外国人による日本の不動産購入を規制すべき――そんな声がSNSや政治の場で高まっている。政府も今年6月頃に何らかの規制策を打つと示唆していた。しかし実際には「当面見送り」という結論が、ひっそりと発表された。なぜ、これほど国民感情が高まっているにもかかわらず、規制は動かないのか。
BUNSHUN MONEY SCHOOLに出演したオラガ総研代表・牧野知弘氏は、その構造を率直に語った。(全2回の2回目/はじめから読む)
(初出:「文藝春秋PLUS」2026年7月11日配信)
「なんて安いんだ、パラダイスだ」
問題の根本には、為替がある。牧野氏はこう説明する。「外国人から見て、日本の不動産って激安なんですよ」。コロナ前に1ドル110円程だった為替レートが、現在は160円台までになった。これは円の価値が4~5割下落したことを意味する。
「5年前は90万ドルぐらいだったものが、いまは60万ドルで買えるようになったわけです」。ニューヨークの相場と比べれば「なんて安いんだ、パラダイスだ」と感じる外国人投資家が殺到するのは、合理的な行動だ。特に中国、台湾、香港といったアジア系の投資家は、地理的な近さに加え、「中国本土だといつ資産を取り上げられるか分からない」という不安から、日本に資産を移す動機を強く持っている。
三井・三菱が「買えない」理由
事態はマンションだけにとどまらない。牧野氏が「非常に問題になっている」と語気を強めたのが、日本の大企業が長年保有してきた都心の不動産だ。「日本の大企業が古来持っていた都心の不動産が、どんどん外国人に購入されています」。

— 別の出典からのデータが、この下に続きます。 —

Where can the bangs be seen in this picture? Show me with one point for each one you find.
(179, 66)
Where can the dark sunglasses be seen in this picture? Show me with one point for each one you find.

具体的には、物言う株主(アクティビスト)が企業に対して「資本効率を上げるためにビルを売れ」と迫り、売りに出された物件の入札に欧米系の不動産投資ファンドが集まる構図だ。「それなら三井や三菱などが買えるんじゃないか、と思うじゃないですか」と牧野氏は言いながら、「でも、買えないんです」と続けた。理由は単純だ。「円で勝負しているから」。外資は為替の恩恵を受けて割安に入札できるが、国内企業にはその武器がない。